現在、アジアの一部で見られている、家禽類における高病原性H5N1型鳥インフルエンザの集団発生は、農業分野への直接的で深刻な影響を及ぼしている。ヒト症例は、多くの死亡者を出しているが、広範囲の家禽類の集団発生を伴い、ベトナムとタイの2ヵ国から報告されている。

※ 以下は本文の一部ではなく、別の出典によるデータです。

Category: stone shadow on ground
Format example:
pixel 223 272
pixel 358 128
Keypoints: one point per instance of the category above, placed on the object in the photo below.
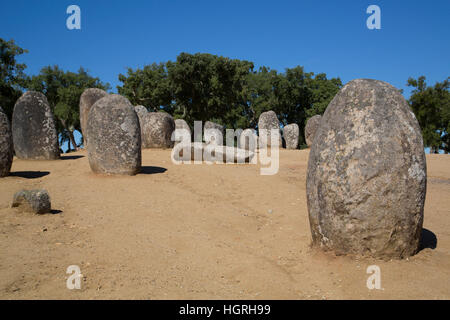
pixel 71 157
pixel 428 240
pixel 152 170
pixel 29 174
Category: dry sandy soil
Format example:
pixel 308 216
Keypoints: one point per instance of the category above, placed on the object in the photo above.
pixel 197 232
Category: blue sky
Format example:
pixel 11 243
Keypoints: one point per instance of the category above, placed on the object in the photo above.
pixel 323 36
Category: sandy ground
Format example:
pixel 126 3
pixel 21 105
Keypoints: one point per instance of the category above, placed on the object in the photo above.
pixel 197 232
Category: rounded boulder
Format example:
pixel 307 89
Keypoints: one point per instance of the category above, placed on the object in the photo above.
pixel 311 128
pixel 6 149
pixel 291 133
pixel 114 137
pixel 87 100
pixel 366 176
pixel 267 123
pixel 33 128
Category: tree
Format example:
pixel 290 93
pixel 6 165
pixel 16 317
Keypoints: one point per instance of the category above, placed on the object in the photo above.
pixel 149 87
pixel 431 105
pixel 12 76
pixel 63 90
pixel 228 91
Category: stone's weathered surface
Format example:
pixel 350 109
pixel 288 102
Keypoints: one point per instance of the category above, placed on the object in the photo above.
pixel 180 124
pixel 268 121
pixel 212 153
pixel 157 130
pixel 248 140
pixel 311 128
pixel 291 133
pixel 214 130
pixel 141 112
pixel 114 137
pixel 6 149
pixel 33 128
pixel 36 201
pixel 366 178
pixel 87 100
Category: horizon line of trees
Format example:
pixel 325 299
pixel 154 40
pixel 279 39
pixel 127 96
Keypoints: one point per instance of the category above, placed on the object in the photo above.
pixel 207 87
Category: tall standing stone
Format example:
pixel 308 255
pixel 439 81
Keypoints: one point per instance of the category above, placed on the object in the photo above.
pixel 291 133
pixel 180 124
pixel 141 112
pixel 248 140
pixel 6 149
pixel 267 122
pixel 33 128
pixel 157 130
pixel 87 100
pixel 214 130
pixel 311 128
pixel 366 178
pixel 114 137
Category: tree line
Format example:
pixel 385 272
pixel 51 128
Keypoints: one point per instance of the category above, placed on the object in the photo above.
pixel 205 87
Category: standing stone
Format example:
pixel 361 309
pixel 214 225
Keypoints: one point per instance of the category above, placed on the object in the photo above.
pixel 180 124
pixel 114 137
pixel 268 121
pixel 290 134
pixel 33 128
pixel 366 178
pixel 248 140
pixel 214 130
pixel 87 100
pixel 6 149
pixel 141 111
pixel 311 128
pixel 157 130
pixel 36 201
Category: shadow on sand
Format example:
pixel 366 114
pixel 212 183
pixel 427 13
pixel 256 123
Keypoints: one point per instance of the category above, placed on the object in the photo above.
pixel 71 157
pixel 428 240
pixel 152 170
pixel 29 174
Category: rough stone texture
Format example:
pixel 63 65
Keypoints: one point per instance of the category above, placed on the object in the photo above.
pixel 114 137
pixel 366 178
pixel 244 140
pixel 290 134
pixel 87 100
pixel 33 128
pixel 268 121
pixel 181 124
pixel 157 130
pixel 6 149
pixel 36 201
pixel 311 128
pixel 217 153
pixel 141 111
pixel 214 126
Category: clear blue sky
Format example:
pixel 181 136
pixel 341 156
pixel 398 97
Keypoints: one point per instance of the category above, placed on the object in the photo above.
pixel 323 36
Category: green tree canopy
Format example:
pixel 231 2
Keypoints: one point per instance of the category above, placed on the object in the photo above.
pixel 63 90
pixel 228 91
pixel 431 105
pixel 12 76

家禽類での集団発生が急速に拡大している他の国々でもまた、ヒト症例が検知されることが予測される。

現在検知されているヒトの症例数は、広範な地理的広がりをみせている感染鳥類の分布状況に比べると、非常に少ない。このことから、H5N1型のウイルス株が、容易にヒトへ感染するわけでは無いだろうことが示唆される。

本日までのところ、ヒト−ヒト感染の発生は確認されていない。しかしながら、家禽類において継続的に感染がみられることは、ヒトの間で容易に広がる能力を持った、新型のインフルエンザウイルス亜種が出現する機会を提供し、ひいてはインフルエンザ・パンデミック(インフルエンザの世界規模の大流行)を開始することにもなり得る。そのような稀な出来事がもしも起こったとしたら(前世紀中に3つのパンデミックが興っている)、直ちに世界中の人々の健康に対して深刻な影響を及ぼす。

この様な理由から、当面の無視できない家禽類における経済的損失と、可能性はあるが未だ予測のつかないヒトへの影響を比較検討する際には、現在発生しているH5N1の状況の公衆衛生上の懸念に対して、高い優先順位が与えられなければならない。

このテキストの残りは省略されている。